Она судорожно кивнула. Стафф разжал руки и помог ей встать. Мария перешла к другому стулу и рухнула на него, ухватившись руками за сиденье, чтобы не упасть: комната кружилась перед ее глазами. Ноги едва не касались ног Стаффа в большущих сапогах. Он же скрестил руки на груди, откинулся на спинку стула и продолжил:
— Я отвезу тебя в Гевер, раз уж тебе так хочется туда попасть. Не виню тебя в том, что у тебя душа не лежит оставаться среди этой кучи кирпичей, нагроможденной кардиналом Уолси, среди печальных воспоминаний. Но сперва надо раздобыть для тебя мужскую одежду, волосы уложить под шапку и…
— Но я не могу надеть вещи Вилла. Просто не могу!
— Конечно, не вещи Вилла. Я найду для тебя штаны небольшого размера, рубашку и короткий камзол. Что сапожки дамские — на это никто не обратит внимания.

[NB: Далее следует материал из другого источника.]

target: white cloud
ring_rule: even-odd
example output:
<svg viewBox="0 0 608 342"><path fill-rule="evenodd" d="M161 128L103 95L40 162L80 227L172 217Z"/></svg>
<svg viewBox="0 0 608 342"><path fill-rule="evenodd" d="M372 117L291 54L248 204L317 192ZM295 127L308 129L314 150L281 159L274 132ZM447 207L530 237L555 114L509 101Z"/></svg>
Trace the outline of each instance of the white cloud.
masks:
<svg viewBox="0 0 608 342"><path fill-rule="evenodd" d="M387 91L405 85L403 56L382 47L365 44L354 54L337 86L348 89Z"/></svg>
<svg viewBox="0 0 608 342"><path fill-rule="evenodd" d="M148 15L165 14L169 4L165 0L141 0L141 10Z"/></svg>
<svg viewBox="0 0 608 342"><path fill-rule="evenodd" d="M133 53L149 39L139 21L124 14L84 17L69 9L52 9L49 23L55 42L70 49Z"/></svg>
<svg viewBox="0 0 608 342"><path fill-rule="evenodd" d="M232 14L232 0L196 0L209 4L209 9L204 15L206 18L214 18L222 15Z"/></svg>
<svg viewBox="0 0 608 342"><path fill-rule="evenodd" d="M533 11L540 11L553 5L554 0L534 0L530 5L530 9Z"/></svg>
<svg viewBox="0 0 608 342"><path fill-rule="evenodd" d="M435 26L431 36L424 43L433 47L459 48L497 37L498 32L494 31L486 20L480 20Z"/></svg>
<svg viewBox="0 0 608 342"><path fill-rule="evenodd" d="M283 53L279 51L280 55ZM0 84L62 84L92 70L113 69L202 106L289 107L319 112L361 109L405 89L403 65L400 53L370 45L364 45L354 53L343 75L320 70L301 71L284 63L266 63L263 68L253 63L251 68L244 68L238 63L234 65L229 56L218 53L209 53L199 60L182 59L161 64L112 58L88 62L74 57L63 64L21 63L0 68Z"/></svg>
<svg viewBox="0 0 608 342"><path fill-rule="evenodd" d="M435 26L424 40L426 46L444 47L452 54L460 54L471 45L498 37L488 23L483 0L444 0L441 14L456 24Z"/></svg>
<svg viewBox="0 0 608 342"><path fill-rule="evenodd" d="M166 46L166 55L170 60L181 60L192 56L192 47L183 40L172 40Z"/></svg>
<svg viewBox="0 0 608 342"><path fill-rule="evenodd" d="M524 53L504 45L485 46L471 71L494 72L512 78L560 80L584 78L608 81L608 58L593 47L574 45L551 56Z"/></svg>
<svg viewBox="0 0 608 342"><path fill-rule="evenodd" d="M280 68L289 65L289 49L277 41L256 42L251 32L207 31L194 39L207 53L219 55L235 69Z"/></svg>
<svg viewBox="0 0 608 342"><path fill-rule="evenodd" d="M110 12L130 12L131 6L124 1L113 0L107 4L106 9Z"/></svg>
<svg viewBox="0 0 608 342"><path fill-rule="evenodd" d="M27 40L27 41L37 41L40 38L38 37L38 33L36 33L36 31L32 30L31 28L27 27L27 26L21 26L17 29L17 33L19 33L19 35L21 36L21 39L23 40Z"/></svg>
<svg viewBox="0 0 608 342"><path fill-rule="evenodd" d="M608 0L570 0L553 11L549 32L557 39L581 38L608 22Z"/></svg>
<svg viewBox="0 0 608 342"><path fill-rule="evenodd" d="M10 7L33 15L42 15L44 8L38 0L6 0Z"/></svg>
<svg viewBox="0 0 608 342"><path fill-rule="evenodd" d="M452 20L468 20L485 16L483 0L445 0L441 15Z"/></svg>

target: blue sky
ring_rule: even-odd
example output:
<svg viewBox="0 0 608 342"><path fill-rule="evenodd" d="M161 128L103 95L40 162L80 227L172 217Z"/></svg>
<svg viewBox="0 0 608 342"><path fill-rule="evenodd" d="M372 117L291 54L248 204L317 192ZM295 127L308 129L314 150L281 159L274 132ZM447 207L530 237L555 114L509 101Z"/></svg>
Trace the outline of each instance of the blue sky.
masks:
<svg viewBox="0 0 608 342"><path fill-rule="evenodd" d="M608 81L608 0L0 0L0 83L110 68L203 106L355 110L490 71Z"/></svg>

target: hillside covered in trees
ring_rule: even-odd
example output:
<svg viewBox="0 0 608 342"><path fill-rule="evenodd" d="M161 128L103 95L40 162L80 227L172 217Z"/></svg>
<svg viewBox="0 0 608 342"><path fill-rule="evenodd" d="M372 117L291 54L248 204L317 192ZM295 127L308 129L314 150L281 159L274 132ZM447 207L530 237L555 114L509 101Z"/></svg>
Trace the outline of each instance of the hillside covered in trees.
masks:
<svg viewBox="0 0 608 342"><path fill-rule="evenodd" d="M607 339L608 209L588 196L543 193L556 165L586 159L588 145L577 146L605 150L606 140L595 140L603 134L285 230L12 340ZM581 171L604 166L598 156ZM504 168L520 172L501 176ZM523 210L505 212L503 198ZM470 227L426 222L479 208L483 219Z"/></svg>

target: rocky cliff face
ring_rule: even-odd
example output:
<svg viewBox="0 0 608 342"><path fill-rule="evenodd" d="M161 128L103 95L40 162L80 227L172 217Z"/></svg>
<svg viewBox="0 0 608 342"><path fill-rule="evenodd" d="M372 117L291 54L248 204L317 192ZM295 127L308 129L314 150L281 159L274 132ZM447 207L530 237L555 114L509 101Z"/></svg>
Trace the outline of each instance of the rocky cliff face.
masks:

А поскольку выезжаем мы поздно, ты сильно взволнована, а я слишком долго был без тебя — к тому же я человек эгоистичный и куда сильнее тебя, если вздумаешь спорить, — мы заночуем на полдороге, в Банстеде, на известном мне маленьком постоялом дворе, и проведем завтрашний день вместе. А потом отправимся дальше.

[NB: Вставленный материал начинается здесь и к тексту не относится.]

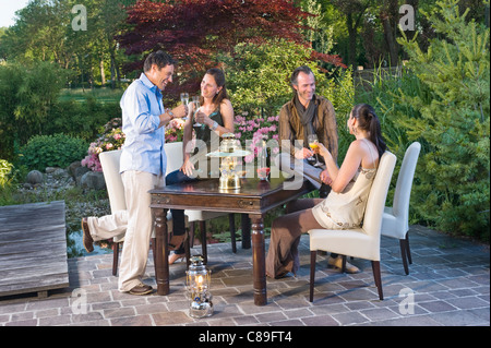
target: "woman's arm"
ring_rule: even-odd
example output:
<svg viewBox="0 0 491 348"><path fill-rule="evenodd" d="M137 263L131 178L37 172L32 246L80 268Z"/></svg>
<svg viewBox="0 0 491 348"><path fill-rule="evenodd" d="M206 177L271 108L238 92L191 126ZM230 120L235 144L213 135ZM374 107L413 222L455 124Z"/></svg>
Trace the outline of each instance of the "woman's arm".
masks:
<svg viewBox="0 0 491 348"><path fill-rule="evenodd" d="M217 125L216 129L213 129L213 125L215 123L214 120L212 120L209 117L205 116L204 113L200 113L200 117L197 117L197 121L200 123L206 124L213 132L215 132L217 135L221 135L225 133L233 133L233 108L228 99L224 99L220 104L220 113L221 119L224 120L224 125Z"/></svg>
<svg viewBox="0 0 491 348"><path fill-rule="evenodd" d="M346 185L357 173L363 157L363 151L360 147L359 141L354 141L346 153L345 160L340 168L337 167L333 156L325 146L320 144L319 154L324 157L325 165L330 177L333 179L331 188L334 192L343 192Z"/></svg>
<svg viewBox="0 0 491 348"><path fill-rule="evenodd" d="M189 158L191 157L191 153L193 148L192 146L192 137L193 137L193 112L194 112L194 105L192 103L189 104L190 110L188 113L188 119L184 122L184 131L182 134L182 158L183 164L181 166L181 171L184 172L187 176L191 176L192 169L194 169L194 166L191 161L189 161ZM190 148L188 148L188 146Z"/></svg>

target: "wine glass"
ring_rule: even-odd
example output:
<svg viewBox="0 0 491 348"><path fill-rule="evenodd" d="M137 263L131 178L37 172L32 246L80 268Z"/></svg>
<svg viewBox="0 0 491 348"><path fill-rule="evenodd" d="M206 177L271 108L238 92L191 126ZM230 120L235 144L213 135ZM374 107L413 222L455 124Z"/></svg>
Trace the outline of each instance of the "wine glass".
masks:
<svg viewBox="0 0 491 348"><path fill-rule="evenodd" d="M313 152L315 152L319 148L319 139L316 134L309 134L307 136L307 141L309 142L309 147L312 148ZM319 161L318 153L315 153L315 163L313 164L314 167L321 167L322 164Z"/></svg>
<svg viewBox="0 0 491 348"><path fill-rule="evenodd" d="M194 120L196 120L196 113L197 113L197 110L200 109L200 96L193 96L193 103L194 103L194 107L196 108L195 109L196 111L194 111ZM201 127L201 125L202 124L197 121L193 124L193 127Z"/></svg>
<svg viewBox="0 0 491 348"><path fill-rule="evenodd" d="M181 93L181 101L182 101L183 105L188 106L188 104L189 104L189 93L185 93L185 92ZM183 117L182 119L185 120L187 117Z"/></svg>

— Банстед, — продолжал Стафф, — исключительно красивая деревушка, Мария. Отдохнуть там денек будет полезно для нас обоих. Стивена и твою горничную мы отправим вперед, в Гевер — сообщить, что через день приедем и сами. Пусть твой отец поломает голову. Не сомневаюсь, что он уже этим занят. Он ведь обвинял меня в том, что я заглядываюсь на тебя, — когда я не захотел брать предложенную им взятку за то, что держал Виллу должность, пока вы были в Плэши. Как я ни был осторожен, но это, возможно, было написано у меня на лице. Наша любовь была написана. Так, как она написана сейчас на лице у тебя.

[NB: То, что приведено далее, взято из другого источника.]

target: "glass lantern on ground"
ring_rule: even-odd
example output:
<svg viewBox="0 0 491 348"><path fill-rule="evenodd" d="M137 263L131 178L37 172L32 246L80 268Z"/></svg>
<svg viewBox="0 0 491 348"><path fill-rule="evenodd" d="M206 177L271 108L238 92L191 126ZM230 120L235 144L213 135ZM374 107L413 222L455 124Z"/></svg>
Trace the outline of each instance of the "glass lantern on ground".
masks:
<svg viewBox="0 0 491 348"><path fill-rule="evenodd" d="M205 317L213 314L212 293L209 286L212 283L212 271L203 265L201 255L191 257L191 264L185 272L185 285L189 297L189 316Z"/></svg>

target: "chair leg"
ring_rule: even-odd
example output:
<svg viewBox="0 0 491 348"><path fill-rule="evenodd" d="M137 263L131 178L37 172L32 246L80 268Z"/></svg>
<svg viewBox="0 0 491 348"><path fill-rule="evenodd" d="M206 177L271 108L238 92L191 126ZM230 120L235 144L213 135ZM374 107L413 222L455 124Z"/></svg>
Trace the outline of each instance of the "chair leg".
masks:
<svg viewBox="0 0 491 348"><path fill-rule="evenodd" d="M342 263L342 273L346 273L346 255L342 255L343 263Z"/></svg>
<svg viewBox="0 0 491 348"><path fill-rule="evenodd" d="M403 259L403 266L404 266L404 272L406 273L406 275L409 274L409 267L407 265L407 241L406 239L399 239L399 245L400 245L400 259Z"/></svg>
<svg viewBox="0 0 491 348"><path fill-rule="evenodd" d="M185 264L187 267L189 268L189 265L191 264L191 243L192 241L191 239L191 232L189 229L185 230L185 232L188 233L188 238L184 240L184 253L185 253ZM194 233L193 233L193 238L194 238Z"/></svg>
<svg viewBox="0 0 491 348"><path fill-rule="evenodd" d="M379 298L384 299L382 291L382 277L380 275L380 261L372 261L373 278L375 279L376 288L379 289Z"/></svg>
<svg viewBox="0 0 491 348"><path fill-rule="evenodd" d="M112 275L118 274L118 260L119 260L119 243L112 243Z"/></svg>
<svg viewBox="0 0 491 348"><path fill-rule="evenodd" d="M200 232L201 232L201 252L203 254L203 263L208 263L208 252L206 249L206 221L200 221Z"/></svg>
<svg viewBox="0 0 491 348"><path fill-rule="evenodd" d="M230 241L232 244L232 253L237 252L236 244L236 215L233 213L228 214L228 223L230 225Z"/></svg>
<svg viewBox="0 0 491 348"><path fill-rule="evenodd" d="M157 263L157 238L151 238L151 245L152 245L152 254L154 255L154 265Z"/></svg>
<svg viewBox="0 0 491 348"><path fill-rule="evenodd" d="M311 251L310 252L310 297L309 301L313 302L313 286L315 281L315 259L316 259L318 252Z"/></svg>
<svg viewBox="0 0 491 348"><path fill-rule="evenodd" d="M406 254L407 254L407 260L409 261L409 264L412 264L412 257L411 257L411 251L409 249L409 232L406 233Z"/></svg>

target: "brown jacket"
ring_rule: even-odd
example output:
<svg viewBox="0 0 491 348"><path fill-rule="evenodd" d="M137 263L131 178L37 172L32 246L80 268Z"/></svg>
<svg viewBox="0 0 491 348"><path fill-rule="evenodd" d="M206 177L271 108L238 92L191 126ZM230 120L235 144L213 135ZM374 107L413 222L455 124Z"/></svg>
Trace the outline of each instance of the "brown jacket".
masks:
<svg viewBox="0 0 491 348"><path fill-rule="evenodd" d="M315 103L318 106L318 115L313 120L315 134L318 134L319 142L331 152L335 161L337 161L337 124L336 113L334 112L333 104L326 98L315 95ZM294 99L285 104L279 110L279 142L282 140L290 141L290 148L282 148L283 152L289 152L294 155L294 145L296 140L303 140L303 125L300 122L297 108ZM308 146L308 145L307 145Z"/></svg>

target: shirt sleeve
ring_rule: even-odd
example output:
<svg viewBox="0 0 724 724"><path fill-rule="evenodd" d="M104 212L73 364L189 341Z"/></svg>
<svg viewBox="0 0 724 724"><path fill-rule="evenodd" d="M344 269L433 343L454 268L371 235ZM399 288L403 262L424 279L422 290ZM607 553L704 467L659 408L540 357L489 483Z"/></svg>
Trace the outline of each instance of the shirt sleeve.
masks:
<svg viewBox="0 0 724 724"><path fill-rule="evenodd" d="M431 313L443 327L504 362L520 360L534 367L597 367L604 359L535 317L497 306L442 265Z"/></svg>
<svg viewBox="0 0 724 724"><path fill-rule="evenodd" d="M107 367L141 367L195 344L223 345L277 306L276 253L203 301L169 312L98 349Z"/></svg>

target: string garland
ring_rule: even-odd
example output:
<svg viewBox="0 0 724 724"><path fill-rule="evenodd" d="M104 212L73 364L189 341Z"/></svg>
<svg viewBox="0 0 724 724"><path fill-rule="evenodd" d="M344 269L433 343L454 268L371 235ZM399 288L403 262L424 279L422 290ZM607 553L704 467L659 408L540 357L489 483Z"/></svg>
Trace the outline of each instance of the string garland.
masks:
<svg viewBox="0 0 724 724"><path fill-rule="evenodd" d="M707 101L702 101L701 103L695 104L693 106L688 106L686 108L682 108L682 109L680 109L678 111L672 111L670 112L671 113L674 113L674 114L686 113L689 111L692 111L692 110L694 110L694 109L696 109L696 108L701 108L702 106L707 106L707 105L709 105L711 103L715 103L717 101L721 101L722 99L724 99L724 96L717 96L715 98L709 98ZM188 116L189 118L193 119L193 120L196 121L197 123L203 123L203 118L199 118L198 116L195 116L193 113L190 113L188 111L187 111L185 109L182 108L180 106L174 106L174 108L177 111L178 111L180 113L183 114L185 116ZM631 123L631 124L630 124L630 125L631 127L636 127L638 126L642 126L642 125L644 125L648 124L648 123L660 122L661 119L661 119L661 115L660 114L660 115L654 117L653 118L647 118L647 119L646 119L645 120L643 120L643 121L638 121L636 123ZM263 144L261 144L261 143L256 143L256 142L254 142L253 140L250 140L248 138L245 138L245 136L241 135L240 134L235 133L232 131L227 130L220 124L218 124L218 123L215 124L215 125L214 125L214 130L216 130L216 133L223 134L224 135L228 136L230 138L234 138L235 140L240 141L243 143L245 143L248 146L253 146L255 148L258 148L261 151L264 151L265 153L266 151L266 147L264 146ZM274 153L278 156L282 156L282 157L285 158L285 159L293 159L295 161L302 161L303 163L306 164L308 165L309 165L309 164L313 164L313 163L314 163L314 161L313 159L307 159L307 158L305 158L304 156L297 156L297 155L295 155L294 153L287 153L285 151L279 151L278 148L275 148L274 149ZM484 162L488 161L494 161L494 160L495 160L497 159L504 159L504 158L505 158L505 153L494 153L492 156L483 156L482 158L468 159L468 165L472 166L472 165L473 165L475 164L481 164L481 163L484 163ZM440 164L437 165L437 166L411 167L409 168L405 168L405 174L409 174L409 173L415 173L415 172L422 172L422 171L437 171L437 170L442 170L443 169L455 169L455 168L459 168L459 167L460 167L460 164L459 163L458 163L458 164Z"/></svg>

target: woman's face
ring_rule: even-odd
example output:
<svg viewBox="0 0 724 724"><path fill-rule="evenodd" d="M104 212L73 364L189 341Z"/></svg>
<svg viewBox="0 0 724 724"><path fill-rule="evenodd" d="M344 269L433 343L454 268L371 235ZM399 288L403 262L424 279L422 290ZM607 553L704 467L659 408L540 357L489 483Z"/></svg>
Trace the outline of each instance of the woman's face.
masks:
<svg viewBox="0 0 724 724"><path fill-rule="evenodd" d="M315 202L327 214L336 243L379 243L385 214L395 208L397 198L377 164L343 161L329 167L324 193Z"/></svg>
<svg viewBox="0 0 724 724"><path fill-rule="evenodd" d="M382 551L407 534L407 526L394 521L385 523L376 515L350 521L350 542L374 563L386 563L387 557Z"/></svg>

— Сейчас нет, Стафф. Обстоятельства изменились.
— Как я уже сказал, мы обсудим это, девочка. Моя девочка. Я жду хотя бы одного поцелуя до того, как мы отправимся в путь, — в награду за то, что я доставлю тебя в Гевер в целости и сохранности, если уж тебя больше ничего не трогает.
— Я не стану целовать тебя, потому что ты обошелся со мной грубо. И ты мог бы, хотя бы ради приличия, пойти на могилу Вилла у часовни. Если помнишь, он когда-то был твоим другом.
— Я попросил Нэнси отвести меня на могилу еще до того, как пришел сюда, Мария. Я скорблю о его кончине и о том, что дети остались без отца, но не стану делать вид, будто это хоть на йоту уменьшает мою любовь к тебе.
Она продолжала упрямо молчать, устыдившись того, что незаслуженно упрекнула Стаффа в подобной черствости. Но в душе она должна быть настороже, должна сделать так, чтобы он доставил ее в Гевер без остановки на постоялом дворе, где она окажется с ним один на один. Она слишком сильно любит его, ей тогда с собою не справиться.
В дверь постучали, и в комнату вошел Стивен, прервав поток ее мыслей.
— Эти вот сойдут, милорд? — спросил он и протянул коричневые штаны и небесно-голубую рубашку.
— Молодец, Стивен. Это прекрасно ей подойдет. А рубашка удачно оттеняет затуманенную голубизну глаз твоей госпожи.
Стивен ухмыльнулся во весь рот и пошел разыскивать Нэнси. Стафф поднялся и отправился за лошадьми.